At a national level, this work will benefit from greater alignment of thinking on technology and quality improvement, as well as ensuring that centrally-led programmes do more to bring technology and improvement communities together in practice.
4. Address the NHS’s workforce, skills and infrastructure needs in relation to technology
The forthcoming multi-year Spending Review and the next stage of national workforce strategies should explicitly address the workforce, skills and infrastructure needs of the NHS in order to exploit new and established technologies successfully over the long term.
Ensuring the NHS has adequate IT and equipment to make the most of new technologies was the top priority in our survey of NHS staff. Yet we know that capital spending in health care was significantly lower than the OECD average throughout the 2010s, resulting in a growing maintenance backlog. So recent increases in capital spending, only partly a consequence of COVID-19, will need to be maintained if the NHS is to keep pace with developments.
In addition, the staffing shortfall will need to be addressed if the NHS is to make the most of the opportunities technology presents.
Furthermore, while much support has been provided to more technologically advanced NHS providers in recent years, there is a need to focus on building the capability of less advanced providers as well. It is therefore important that funding recently committed in England and Wales, as well as future funding allocations, can be used to assist these organisations.

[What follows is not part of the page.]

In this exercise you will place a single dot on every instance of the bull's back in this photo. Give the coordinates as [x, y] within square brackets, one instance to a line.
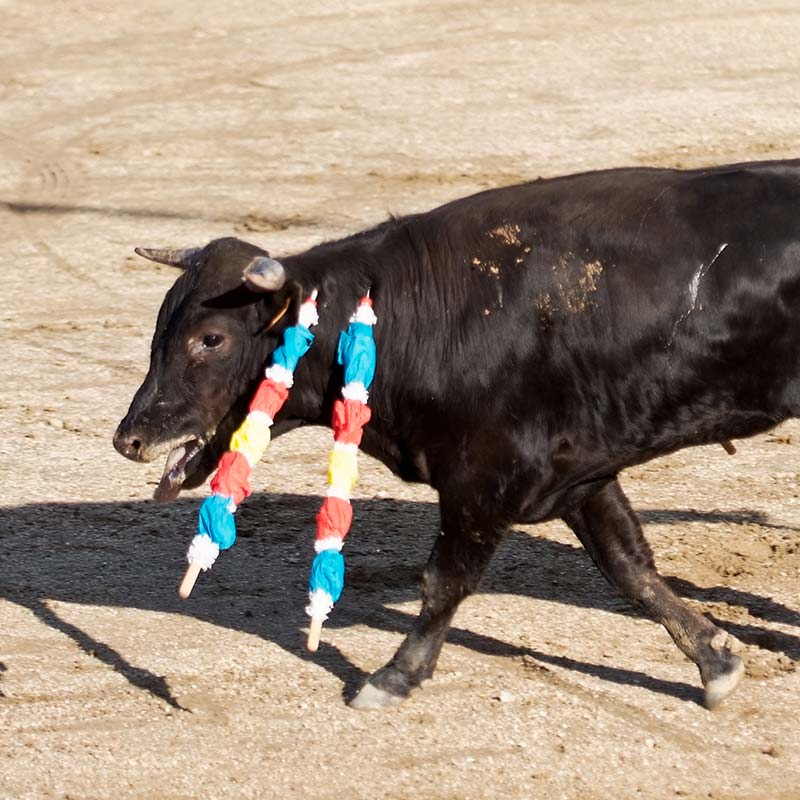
[601, 319]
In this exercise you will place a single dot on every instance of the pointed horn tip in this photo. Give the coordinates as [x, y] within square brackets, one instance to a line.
[172, 257]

Over the coming months, the Health Foundation will be playing its part in supporting this agenda. Our Q Exchange programme is funding 30 front-line teams to embed and sustain positive changes that have happened during the pandemic, including several projects focused on virtual care. Our Adopting Innovation programme will be supporting NHS providers and local health systems to create the conditions for more effective take-up of innovations and technologies. And we are supporting research projects to learn from the roll out of remote and asynchronous consultations before, during and after the pandemic, including studies led by the University of Oxford and Aberdeen University. Alongside this, the Improvement Analytics Unit, a partnership between the Health Foundation and NHS England and NHS Improvement, is evaluating COVID-19 oximetry (the use of small devices for measuring blood oxygen level) at home. And THIS Institute is undertaking a variety of projects to develop clarity on ‘what good looks like’ for remote care in areas such as antenatal services, mental health, heart failure and COPD.
As we emerge from the shadow of the pandemic, the NHS faces an important moment, where the choices made will determine not only the success or failure of recent technological steps forward, but also how fast and effectively the NHS will be able to grasp technological opportunities in future. Getting it right will mean seizing the moment to take stock and understand how these technology-enabled approaches can work to improve care for everyone, and then setting them on the right path to get there. Despite the challenges, with coordinated action at all levels of the health service, there is a real opportunity to build on recent progress during the pandemic and shape a positive technology legacy for the future.